Metadata-Version: 2.4
Name: html-to-markdown
Version: 1.2.0
Summary: Convert HTML to markdown
Author-email: Na'aman Hirschfeld <nhirschfeld@gmail.com>
License: MIT
License-File: LICENSE
Keywords: converter,html,markdown,text-extraction,text-processing
Classifier: Intended Audience :: Developers
Classifier: License :: OSI Approved :: MIT License
Classifier: Operating System :: OS Independent
Classifier: Programming Language :: Python :: 3 :: Only
Classifier: Programming Language :: Python :: 3.9
Classifier: Programming Language :: Python :: 3.10
Classifier: Programming Language :: Python :: 3.11
Classifier: Programming Language :: Python :: 3.12
Classifier: Programming Language :: Python :: 3.13
Classifier: Topic :: Text Processing
Classifier: Topic :: Text Processing :: Markup
Classifier: Topic :: Text Processing :: Markup :: HTML
Classifier: Topic :: Text Processing :: Markup :: Markdown
Classifier: Topic :: Utilities
Classifier: Typing :: Typed
Requires-Python: >=3.9
Requires-Dist: beautifulsoup4>=4.12.3
Description-Content-Type: text/markdown

# html_to_markdown

This library is a refactored and modernized fork of [markdownify](https://pypi.org/project/markdownify/), supporting
Python 3.9 and above.

### Differences with the Markdownify

- The refactored codebase uses a strict functional approach - no classes are involved.
- There is full typing with strict MyPy strict adherence and a py.typed file included.
- The `convert_to_markdown` function allows passing a pre-configured instance of `BeautifulSoup` instead of html.
- This library releases follows standard semver. Its version v1.0.0 was branched from markdownify's v0.13.1, at which
  point versioning is no longer aligned.

## Installation

```shell
pip install html_to_markdown
```

## Usage

Convert an string HTML to Markdown:

```python
from html_to_markdown import convert_to_markdown

convert_to_markdown('<b>Yay</b> <a href="http://github.com">GitHub</a>')  # > '**Yay** [GitHub](http://github.com)'
```

Or pass a pre-configured instance of `BeautifulSoup`:

```python
from bs4 import BeautifulSoup
from html_to_markdown import convert_to_markdown

soup = BeautifulSoup('<b>Yay</b> <a href="http://github.com">GitHub</a>', 'lxml')  # lxml requires an extra dependency.

convert_to_markdown(soup)  # > '**Yay** [GitHub](http://github.com)'
```

### Options

The `convert_to_markdown` function accepts the following kwargs:

- autolinks (bool): Automatically convert valid URLs into Markdown links.
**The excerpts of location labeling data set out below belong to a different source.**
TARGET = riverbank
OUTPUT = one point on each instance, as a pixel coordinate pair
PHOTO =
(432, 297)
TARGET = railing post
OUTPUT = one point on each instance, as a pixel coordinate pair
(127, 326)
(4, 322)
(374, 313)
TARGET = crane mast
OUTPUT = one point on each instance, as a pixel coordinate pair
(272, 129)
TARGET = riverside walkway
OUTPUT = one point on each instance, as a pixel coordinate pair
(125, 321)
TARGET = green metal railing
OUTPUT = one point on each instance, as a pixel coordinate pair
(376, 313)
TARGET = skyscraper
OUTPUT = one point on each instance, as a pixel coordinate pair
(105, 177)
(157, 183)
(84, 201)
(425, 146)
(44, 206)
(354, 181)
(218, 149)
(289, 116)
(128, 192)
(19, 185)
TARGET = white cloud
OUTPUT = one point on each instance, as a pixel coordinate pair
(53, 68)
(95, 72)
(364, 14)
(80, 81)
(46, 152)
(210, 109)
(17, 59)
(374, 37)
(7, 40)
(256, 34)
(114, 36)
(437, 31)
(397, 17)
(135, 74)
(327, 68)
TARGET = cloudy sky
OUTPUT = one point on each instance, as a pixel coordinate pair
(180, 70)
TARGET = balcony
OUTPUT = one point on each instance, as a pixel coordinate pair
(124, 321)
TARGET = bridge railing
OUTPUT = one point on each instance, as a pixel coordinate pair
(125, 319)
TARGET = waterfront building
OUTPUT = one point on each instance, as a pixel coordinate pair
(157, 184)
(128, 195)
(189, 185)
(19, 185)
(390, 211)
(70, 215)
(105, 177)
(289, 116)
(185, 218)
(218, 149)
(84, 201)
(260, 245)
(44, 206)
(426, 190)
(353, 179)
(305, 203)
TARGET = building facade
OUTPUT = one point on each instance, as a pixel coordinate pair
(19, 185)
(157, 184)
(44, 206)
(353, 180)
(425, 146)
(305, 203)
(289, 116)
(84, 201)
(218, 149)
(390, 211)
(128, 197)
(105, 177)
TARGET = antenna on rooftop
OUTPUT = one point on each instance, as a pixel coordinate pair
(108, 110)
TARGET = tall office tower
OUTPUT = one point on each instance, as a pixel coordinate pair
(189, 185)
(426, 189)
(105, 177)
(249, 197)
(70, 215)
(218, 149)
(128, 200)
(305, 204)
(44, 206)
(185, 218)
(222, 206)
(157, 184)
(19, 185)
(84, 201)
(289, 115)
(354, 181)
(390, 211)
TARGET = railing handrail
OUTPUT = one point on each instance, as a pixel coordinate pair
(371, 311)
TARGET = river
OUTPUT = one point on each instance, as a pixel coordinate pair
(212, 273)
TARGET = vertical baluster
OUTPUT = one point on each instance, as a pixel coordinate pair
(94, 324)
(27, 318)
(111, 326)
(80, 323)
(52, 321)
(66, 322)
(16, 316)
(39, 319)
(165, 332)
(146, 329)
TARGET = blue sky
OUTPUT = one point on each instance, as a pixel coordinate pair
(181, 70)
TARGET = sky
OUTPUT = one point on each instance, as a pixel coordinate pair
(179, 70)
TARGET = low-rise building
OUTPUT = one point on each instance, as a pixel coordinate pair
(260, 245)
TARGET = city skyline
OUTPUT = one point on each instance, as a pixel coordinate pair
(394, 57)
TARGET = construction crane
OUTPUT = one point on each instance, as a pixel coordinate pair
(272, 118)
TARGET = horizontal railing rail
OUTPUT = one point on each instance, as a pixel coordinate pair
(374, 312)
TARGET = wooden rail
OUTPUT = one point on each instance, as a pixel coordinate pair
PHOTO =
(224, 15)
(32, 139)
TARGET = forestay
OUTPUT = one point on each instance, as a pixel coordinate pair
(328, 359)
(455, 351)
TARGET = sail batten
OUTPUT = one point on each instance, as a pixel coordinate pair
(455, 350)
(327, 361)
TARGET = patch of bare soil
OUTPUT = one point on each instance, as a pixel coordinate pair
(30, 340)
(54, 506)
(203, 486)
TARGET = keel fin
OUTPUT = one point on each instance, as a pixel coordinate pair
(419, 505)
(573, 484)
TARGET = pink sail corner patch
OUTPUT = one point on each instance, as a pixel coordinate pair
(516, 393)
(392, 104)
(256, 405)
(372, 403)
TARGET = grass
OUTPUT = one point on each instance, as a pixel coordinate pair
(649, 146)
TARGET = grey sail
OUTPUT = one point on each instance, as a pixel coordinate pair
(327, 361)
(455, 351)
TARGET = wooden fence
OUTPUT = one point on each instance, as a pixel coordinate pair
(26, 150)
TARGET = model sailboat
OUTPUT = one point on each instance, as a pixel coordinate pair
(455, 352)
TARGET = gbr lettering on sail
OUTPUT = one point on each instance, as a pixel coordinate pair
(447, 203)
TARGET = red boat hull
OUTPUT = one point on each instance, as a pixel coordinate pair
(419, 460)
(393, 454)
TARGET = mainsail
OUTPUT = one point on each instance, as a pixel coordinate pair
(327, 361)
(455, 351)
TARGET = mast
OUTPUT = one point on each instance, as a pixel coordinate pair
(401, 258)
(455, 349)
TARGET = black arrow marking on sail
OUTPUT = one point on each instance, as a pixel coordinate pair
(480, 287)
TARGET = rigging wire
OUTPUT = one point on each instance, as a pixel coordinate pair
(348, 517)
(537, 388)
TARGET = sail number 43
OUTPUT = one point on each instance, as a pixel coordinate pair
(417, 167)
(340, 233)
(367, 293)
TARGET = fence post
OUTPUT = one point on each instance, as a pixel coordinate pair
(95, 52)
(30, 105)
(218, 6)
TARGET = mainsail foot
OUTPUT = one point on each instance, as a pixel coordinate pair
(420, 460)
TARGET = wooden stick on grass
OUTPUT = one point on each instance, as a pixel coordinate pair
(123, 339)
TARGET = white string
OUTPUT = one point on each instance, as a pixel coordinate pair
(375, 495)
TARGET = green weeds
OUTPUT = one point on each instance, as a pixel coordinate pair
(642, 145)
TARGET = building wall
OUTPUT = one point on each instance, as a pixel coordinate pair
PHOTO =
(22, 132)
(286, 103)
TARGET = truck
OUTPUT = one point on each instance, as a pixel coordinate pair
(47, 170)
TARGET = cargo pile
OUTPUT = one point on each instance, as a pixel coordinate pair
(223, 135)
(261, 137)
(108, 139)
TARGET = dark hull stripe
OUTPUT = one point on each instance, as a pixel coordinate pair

Defaults to True.
- bullets (str): A string of characters to use for bullet points in lists. Defaults to '\*+-'.
- code_language (str): Default language identifier for fenced code blocks. Defaults to an empty string.
- code_language_callback (Callable[[Any], str] | None): Function to dynamically determine the language for code blocks.
- convert (Iterable[str] | None): A list of tag names to convert to Markdown. If None, all supported tags are converted.
- default_title (bool): Use the default title when converting certain elements (e.g., links). Defaults to False.
- escape_asterisks (bool): Escape asterisks (\*) to prevent unintended Markdown formatting. Defaults to True.
- escape_misc (bool): Escape miscellaneous characters to prevent conflicts in Markdown. Defaults to True.
- escape*underscores (bool): Escape underscores (*) to prevent unintended italic formatting. Defaults to True.
- heading_style (Literal["underlined", "atx", "atx_closed"]): The style to use for Markdown headings. Defaults to "
  underlined".
- keep_inline_images_in (Iterable[str] | None): Tags in which inline images should be preserved. Defaults to None.
- newline_style (Literal["spaces", "backslash"]): Style for handling newlines in text content. Defaults to "spaces".
- strip (Iterable[str] | None): Tags to strip from the output. Defaults to None.
- strong*em_symbol (Literal["\*", "*"]): Symbol to use for strong/emphasized text. Defaults to "\*".
- sub_symbol (str): Custom symbol for subscript text. Defaults to an empty string.
- sup_symbol (str): Custom symbol for superscript text. Defaults to an empty string.
- wrap (bool): Wrap text to the specified width. Defaults to False.
- wrap_width (int): The number of characters at which to wrap text. Defaults to 80.
- convert_as_inline (bool): Treat the content as inline elements (no block elements like paragraphs). Defaults to False.

## CLI

For compatibility with the original markdownify, a CLI is provided. Use `html_to_markdown example.html > example.md` or
pipe input from stdin:

```shell
cat example.html | html_to_markdown > example.md
```

Use `html_to_markdown -h` to see all available options. They are the same as listed above and take the same arguments.